Description Harvey P. White, a limited partner in an investment fund, brought an action against the fund, and various entities associated with the fund, after the fund sustained substantial losses. In his initial complaint, White alleged contract and tort claims, asserting that defendants made numerous misrepresentations to induce White's participation in the fund, and then defendants substantially mismanaged the fund.

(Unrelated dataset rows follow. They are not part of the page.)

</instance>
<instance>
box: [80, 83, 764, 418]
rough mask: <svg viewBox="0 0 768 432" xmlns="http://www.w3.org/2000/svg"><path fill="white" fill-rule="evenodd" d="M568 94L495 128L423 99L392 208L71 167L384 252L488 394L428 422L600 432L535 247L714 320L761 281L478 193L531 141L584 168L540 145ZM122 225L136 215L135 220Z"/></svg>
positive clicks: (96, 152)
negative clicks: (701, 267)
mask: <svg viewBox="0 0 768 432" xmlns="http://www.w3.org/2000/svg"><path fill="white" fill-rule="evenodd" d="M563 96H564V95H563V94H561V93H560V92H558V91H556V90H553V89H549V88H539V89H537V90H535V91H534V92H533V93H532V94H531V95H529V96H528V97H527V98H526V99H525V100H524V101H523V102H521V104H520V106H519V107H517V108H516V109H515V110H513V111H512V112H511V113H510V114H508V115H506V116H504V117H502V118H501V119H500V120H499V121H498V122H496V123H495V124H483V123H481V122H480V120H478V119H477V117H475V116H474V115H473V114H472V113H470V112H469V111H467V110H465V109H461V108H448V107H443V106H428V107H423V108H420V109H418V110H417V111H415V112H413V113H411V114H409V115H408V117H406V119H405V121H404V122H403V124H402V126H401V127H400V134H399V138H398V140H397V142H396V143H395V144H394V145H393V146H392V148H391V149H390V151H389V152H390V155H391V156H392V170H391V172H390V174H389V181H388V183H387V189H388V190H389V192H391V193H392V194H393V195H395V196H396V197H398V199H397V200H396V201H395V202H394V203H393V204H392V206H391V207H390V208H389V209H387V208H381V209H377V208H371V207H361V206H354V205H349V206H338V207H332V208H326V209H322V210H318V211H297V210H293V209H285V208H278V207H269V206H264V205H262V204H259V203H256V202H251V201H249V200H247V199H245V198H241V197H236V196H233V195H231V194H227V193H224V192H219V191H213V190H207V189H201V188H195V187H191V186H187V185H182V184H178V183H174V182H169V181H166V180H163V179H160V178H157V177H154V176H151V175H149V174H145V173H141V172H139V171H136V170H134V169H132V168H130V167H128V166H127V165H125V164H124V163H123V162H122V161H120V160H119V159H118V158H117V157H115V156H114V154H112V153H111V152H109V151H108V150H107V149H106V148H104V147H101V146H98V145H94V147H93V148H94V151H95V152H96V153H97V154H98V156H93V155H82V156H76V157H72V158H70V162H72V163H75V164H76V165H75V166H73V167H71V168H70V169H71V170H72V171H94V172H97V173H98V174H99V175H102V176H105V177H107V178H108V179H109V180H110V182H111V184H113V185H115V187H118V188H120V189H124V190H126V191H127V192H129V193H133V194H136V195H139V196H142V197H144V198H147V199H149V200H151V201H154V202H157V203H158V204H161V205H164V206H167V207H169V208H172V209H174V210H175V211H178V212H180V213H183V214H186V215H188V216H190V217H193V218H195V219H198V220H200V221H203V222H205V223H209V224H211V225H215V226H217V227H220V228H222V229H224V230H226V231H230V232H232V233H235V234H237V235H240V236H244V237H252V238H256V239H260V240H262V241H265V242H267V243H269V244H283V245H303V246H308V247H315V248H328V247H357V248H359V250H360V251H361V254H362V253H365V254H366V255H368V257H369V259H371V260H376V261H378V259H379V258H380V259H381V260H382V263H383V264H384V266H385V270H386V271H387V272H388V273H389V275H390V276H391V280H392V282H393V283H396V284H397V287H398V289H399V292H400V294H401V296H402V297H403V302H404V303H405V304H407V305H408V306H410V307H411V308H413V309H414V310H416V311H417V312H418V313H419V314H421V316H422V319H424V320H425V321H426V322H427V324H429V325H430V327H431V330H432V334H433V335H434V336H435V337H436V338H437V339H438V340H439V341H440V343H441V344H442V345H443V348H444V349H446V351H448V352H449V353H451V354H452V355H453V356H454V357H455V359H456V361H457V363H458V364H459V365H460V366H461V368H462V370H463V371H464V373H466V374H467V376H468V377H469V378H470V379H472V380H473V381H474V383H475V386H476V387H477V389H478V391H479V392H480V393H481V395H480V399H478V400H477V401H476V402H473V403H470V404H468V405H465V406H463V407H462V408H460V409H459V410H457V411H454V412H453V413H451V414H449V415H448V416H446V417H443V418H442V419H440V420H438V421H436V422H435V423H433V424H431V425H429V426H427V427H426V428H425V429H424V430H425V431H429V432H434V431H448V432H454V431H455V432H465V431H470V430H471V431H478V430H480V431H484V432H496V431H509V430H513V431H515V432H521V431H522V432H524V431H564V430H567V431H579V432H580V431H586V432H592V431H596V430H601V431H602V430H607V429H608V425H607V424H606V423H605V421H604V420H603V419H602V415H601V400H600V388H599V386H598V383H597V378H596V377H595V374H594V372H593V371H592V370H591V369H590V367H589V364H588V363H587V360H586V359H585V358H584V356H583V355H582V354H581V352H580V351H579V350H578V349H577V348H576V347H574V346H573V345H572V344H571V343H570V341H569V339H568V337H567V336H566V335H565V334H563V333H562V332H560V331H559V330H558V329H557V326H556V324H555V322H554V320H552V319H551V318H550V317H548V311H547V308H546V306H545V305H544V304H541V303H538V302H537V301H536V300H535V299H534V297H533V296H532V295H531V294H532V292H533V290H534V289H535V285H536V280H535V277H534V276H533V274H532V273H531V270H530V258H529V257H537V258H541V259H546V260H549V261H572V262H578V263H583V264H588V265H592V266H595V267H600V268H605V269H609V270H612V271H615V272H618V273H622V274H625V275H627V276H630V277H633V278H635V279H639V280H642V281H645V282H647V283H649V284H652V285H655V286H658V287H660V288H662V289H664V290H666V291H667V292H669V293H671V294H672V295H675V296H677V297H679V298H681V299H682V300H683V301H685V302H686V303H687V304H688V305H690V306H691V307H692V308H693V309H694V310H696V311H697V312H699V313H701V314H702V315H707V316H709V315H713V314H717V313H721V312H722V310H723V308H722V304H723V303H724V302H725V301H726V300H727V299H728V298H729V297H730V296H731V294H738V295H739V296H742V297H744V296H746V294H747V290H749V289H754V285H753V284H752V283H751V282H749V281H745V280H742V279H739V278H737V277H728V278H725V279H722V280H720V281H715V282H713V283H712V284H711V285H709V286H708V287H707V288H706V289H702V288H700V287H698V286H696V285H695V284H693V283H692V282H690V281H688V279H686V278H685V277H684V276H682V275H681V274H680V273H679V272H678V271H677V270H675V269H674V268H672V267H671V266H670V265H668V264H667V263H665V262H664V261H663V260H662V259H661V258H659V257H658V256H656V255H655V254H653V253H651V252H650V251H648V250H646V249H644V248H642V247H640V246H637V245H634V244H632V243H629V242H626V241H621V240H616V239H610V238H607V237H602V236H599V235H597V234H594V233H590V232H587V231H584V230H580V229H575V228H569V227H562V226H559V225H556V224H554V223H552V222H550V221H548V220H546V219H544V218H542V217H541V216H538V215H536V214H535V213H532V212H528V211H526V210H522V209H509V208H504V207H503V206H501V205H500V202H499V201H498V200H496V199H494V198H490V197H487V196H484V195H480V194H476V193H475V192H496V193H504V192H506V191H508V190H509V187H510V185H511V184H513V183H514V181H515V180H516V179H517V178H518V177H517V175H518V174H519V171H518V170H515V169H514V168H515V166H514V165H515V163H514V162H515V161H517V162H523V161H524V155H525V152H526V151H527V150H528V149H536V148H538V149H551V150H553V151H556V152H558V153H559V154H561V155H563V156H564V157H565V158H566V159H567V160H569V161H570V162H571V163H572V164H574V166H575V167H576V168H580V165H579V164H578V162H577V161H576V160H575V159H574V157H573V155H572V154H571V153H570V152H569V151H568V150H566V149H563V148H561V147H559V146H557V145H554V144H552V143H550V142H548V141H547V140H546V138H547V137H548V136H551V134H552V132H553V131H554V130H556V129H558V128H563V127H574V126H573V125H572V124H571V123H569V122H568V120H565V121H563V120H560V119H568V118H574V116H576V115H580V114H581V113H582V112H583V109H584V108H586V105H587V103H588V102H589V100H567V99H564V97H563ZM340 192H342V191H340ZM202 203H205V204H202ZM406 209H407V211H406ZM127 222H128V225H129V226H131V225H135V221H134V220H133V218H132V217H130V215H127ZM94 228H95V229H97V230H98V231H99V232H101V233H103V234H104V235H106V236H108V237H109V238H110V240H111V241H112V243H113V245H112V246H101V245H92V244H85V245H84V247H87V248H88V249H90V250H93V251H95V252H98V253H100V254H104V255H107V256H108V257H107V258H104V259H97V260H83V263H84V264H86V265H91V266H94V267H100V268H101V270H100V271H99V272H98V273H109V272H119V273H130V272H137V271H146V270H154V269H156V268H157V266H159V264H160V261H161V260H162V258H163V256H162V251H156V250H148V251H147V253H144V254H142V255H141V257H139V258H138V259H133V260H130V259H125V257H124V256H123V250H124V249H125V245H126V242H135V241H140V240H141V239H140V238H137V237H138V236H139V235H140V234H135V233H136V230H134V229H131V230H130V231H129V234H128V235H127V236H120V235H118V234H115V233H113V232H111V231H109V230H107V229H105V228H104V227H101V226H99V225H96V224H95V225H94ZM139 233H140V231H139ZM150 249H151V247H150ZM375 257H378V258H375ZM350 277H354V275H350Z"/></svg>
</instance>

In a second amended complaint, White added allegations claiming damages after defendants entered into a settlement agreement with other fund investors in a Texas lawsuit. White alleged defendants breached their contractual and tort duties by refusing to disclose the terms of the settlement agreement, and by purchasing the Texas investors' holdings in the fund and refusing to offer him a similar opportunity. Based solely on these new allegations, defendants moved to strike the complaint, arguing the allegations challenge the prior settlement agreement and therefore arise from protected petitioning activity governed by the anti-SLAPP statute. (Code Civ. Proc., 425.16, subd. (e)(2).) The court denied the motion on the ground that the anti-SLAPP statute was inapplicable. The court thus did not reach the issue whether White proved a probability of prevailing on the merits. Defendants appeal. Court affirm. The allegations regarding the Texas settlement do not arise from protected petitioning activity because the gravamen of these newly asserted claims is based on defendants' conduct in purchasing the Texas investors' limited partnership interests, and not on written or oral statements made by the defendants in negotiating or executing the settlement agreement.